Quick Care Facts
• Care Level: Moderate • Temperament: Aggressive • Maximum Size: 14"
• Minimum Tank Size: 75 gallons • Water Conditions: 74-82° F, pH 6.0-7.5, KH 4-8
• Diet: Omnivore • Origin: Nicaragua • Family: Cichlidae
• Species: Red Devils • Aquarium Type: Cichlid-New-World
Red Devil native habitat, distribution, behavior & aquarium compatibility.
Endemic to lakes and rivers throughout Eastern Nicaragua, Red Devils have vivid colors ranging from almost white, pale wine, yellow, peach, bright orange, to bright red and may have black blotches, black fins, and other various markings. They are immensely popular within the hobby due to their bright and varying coloration and extremely aggressive behavior as well as their intelligence and owner-responsiveness (similar to that of Oscars).
Their name is well earned and it definitely comes from their extreme bellicosity as well as the obvious fact that a lot of Red Devils end up with a bright red color form. Males of the species will develop a nuchal hump on their head as they mature; the male can also be identified by being larger than the female as well as having pointed genital papilla while the female's is blunt.
Because of their popularity, they are always available locally and through online sources. Unfortunately (for the Red Devil purists), they are very similar to the Midas Cichlid (Amphilophus citrinellus) and they are often mistaken for each other; they have also been cross-bred over the years (unintentionally and intentionally) and most of the Red Devils and Midas Cichlids within main stream retail are actually hybrids of both species. Fortunately, true Red Devils are still available from trusted importers and breeders alike.
How to successfully keep Red Devils in the home aquarium.
Red Devils need to be housed in an aquarium of at least 75 gallons and prefer a smooth gravel substrate so they can play with it and redecorate.

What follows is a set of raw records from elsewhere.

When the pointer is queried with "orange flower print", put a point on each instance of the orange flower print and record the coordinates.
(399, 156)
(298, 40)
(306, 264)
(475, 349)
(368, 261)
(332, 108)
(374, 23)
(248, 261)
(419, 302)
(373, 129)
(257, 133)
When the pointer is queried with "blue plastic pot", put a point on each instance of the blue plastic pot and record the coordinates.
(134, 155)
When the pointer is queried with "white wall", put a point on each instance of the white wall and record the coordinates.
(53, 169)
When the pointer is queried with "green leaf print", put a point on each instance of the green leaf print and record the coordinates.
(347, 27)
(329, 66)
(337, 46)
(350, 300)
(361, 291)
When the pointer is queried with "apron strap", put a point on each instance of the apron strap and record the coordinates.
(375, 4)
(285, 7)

They should be provided with rock structure and/or driftwood for territory and hiding places, but as far as plants go, they should be attached to rocks or driftwood (Java Ferns and similar species) and floating Anacharis is always appreciated; most other plants will be dug up or destroyed, even if they are potted.
Red Devils are very hardy and aren't overly sensitive to water specifications, but they do usually prefer neutral conditions across the board and like any other fish, they will remain healthy if they have a clean tank with clean water (and these large cichlids can definitely add a lot of bio-load to the system); strong and efficient biological, chemical, and mechanical filtration is recommend (a quality, overpowered canister filter would be well suited for the task). Medium light intensity is sufficient and will help bring out their vivid coloration.

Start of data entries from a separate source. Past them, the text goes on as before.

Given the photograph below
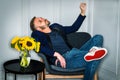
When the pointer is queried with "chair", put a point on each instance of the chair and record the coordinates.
(76, 39)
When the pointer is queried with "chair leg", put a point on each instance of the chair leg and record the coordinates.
(43, 75)
(40, 75)
(96, 76)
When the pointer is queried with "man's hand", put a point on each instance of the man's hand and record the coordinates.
(83, 8)
(61, 59)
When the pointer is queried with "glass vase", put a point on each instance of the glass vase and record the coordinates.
(25, 58)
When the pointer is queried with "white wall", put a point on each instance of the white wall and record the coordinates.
(102, 18)
(106, 22)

While they live up to their name and are extremely territorial and aggressive to the point where most of them will not tolerate other tank mates, although its been successful before. If tank mates are a must, choose wisely and make sure they are large, very aggressive, and will always defend themselves with no toleration of bullying; chances of success are always increased along with aquarium size.
Feeding & Nutrition
How to properly feed Red Devils and provide a healthy diet.
Red Devils are omnivores and naturally eat small fish, worms, insects, small invertebrates, and plant matter in the wild. They should be provided with a variety of meaty foods (which ensures good health and contributes to coloration intensity) such as live, frozen, or freeze-dried krill, ghost shrimp, crickets, small crayfish, bloodworms, earthworms, as well as vitamin-enriched, omnivore oriented pellet food items. Feed one or twice daily.
How to successfully breed Red Devils in the aquarium environment.
Red Devils are open spawners and are fairly easy to breed. The female will clean off a sub-vertical surface (rock, slate, or driftwood) and lay between 700-1000 eggs and the male will then fertilize them. The female will tend to the eggs while the male patrols their territory.
The eggs will hatch in roughly 3 days and the fry will be relocated to a pre-dug pit in the substrate and guarded. The fry will consume a milky substance from glands in their parent’s skin and will be free-swimming within a week and then able to accept crushed flake food and baby brine shrimp.